The facade of a four-story building on 14th Street and 8th Avenue collapsed onto the sidewalk, Monday, Oct. 29, 2012, in New York. Hurricane Sandy bore down on the Eastern Seaboard's largest cities Monday, forcing the shutdown of mass transit, schools and financial markets, sending coastal residents fleeing, and threatening a dangerous mix of high winds, soaking rain and a surging wall of water up to 11 feet tall. (AP Photo/ John Minchillo)
Mark Shields, *
Tuesday, October 30, 2012
12:55 AM
Forecasters in the US say that the centre of Superstorm Sandy has roared ashore on the New Jersey coast, packing high winds and a life-threatening storm surge.
The National Hurricane Centre in Miami said the centre of the enormous storm made landfall at 8pm near Atlantic City after it was reclassified from a hurricane to a post-tropical cyclone.
Sandy had sustained winds of 85mph.
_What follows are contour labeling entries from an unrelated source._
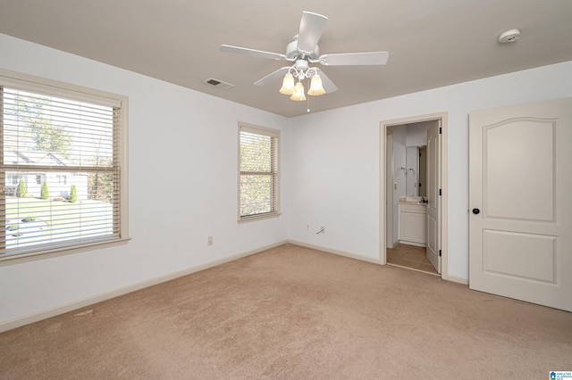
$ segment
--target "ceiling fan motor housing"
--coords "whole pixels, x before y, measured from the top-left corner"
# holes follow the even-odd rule
[[[320,56],[320,46],[317,45],[311,54],[307,54],[298,50],[298,36],[294,37],[292,42],[286,45],[286,56],[289,59],[306,58],[310,60],[315,60]]]

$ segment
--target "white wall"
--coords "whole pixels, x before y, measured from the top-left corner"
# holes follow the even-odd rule
[[[467,280],[469,112],[570,95],[572,62],[291,119],[290,237],[378,260],[380,121],[446,112],[449,275]]]
[[[2,69],[129,96],[132,237],[0,267],[0,325],[287,239],[287,212],[238,225],[236,193],[237,121],[283,129],[287,119],[4,35],[0,52]],[[174,194],[161,191],[172,183]]]

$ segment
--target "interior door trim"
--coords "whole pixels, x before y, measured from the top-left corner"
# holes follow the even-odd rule
[[[448,112],[437,112],[426,115],[411,116],[408,118],[393,119],[389,120],[380,121],[380,217],[379,217],[379,263],[382,265],[387,264],[386,258],[386,186],[387,186],[387,176],[385,170],[385,154],[386,154],[386,144],[387,144],[387,128],[392,126],[399,126],[403,124],[411,124],[422,121],[441,120],[441,133],[442,133],[442,149],[441,149],[441,186],[442,198],[441,198],[441,277],[444,280],[456,281],[456,277],[450,277],[449,276],[449,238],[448,238],[448,225],[449,225],[449,192],[448,192],[448,169],[447,169],[447,157],[448,157]],[[392,202],[392,200],[391,200]]]

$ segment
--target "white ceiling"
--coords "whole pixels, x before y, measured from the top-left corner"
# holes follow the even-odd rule
[[[307,102],[253,85],[288,62],[219,46],[283,54],[302,11],[329,19],[321,54],[390,52],[386,66],[322,66],[340,89],[312,112],[572,61],[570,0],[0,0],[0,33],[292,117]],[[499,44],[510,29],[521,38]]]

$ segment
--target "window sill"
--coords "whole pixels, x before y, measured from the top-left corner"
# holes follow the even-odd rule
[[[21,254],[5,255],[0,254],[0,267],[21,262],[34,261],[37,260],[48,259],[51,257],[63,256],[71,253],[85,252],[95,249],[114,247],[126,244],[130,237],[124,237],[115,240],[105,240],[101,242],[87,243],[84,244],[71,245],[69,247],[58,247],[43,252],[30,252]]]
[[[248,223],[251,221],[262,220],[262,219],[270,219],[273,218],[280,218],[282,212],[272,212],[267,214],[260,214],[260,215],[251,215],[248,217],[240,218],[237,221],[239,224]]]

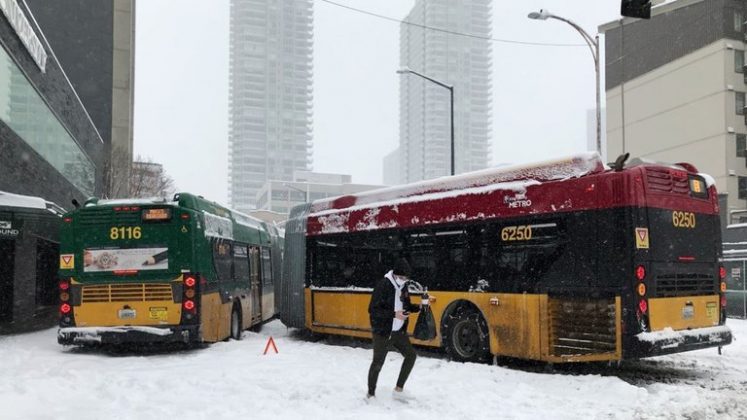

Forecasters say it is no longer a hurricane, but was still a vast and dangerous hybrid storm.
Sandy is combining with a wintry storm from the west and cold air from the Arctic.
The superstorm could menace some 50 million people in the nation’s most heavily-populated corridor, from big East Coast cities to the Great Lakes.
Just before roaring ashore, the National Hurricane Centre announced that it considered Sandy no longer a hurricane but had turned into a wintry hybrid.